My most valuable take was the the chat with the AI sends the whole conversation to the server, every time I type in a new sentence.

This was not obvious to me, it should have been perhaps.

This explains

  1. Why a session becomes slower and slower
  2. Why it starts repeating itself
  3. Why it uses too much resources.

I will have to change how I use Claude.

I have also been inspired to run my own AI on a NUC, it can do everything else except tricky coding. With no cost, no running out of resources and total privacy.

For people who may not have heard of RemObject’s Codebot. I have spent some time beta testing it, I should spend some more.

It integrates into the IDE itself and will, if you let it, do commits to your GIT, modify the files in the project itself, and compile the code for you. I believe it can do this cyclically. I am sure it can do a lot more. But I am a bit cautious of anything touching my repos, so I have not played with that part..

That’s annoying, will have to ask around and make sure its ok for everyone, next time.
Because I am very sure we could have turned it up a bit.
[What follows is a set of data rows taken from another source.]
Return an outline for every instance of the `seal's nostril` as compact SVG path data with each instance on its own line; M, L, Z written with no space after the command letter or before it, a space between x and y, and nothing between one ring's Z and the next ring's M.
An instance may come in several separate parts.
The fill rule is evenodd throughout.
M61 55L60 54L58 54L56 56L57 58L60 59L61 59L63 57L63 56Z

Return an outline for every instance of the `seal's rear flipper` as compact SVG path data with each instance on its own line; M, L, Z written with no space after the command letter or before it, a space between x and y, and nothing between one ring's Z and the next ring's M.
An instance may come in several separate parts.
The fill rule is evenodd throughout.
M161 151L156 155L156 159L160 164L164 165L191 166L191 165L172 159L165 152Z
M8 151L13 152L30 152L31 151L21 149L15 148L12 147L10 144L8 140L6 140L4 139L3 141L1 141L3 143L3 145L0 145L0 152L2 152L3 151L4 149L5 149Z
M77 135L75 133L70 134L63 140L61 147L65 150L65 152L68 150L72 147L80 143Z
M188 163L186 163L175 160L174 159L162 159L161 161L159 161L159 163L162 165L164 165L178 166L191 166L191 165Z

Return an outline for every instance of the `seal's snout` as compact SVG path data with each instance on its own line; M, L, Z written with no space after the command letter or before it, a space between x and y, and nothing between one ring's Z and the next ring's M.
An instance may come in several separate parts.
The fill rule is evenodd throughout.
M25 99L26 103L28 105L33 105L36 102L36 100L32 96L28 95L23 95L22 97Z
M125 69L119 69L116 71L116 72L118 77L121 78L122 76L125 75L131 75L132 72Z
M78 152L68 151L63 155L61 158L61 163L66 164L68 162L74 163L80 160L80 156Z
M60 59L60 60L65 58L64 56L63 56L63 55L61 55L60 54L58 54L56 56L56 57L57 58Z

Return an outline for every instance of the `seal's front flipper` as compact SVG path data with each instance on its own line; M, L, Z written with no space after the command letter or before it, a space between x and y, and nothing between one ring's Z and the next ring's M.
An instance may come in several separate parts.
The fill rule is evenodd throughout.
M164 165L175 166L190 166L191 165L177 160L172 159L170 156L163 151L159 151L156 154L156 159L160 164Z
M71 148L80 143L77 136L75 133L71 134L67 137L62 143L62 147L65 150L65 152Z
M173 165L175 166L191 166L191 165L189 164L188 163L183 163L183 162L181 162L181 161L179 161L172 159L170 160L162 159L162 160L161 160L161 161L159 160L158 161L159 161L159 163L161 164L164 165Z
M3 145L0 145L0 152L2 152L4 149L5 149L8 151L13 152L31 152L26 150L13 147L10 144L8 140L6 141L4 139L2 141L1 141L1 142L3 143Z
Well not always sent but the overall impact to context window usage, slowdown, etc is the same. Some IDEs will auto compact conversations when approaching the max context.

OpenAI’s newer (12+ months) Responses API supports conversation state where you only need to send the new prompt/tool response with each request, not the entire history of sent and received messages. That improves prompt caching which can make input quite a bit cheaper. It is easy to implement - you just remember the conversation ID from the first response and pass it with just the new prompt/tool response in future requests and omit sending the history. Prompt caching means that the input tokens are only one tenth the normal processing cost. Note that if you (or the tool you use) don’t use the conversation state feature and instead manage and send the full message history you should try to keep the system prompt and message history unchanged to get the most benefit from prompt caching. eg. Don’t include a “current date/time” in the system prompt that you update when sending each follow-up request.

The Anthropic API has prompt caching with reduced fees (more expensive for single prompt conversations but cheaper after that) but doesn’t support stateful conversations.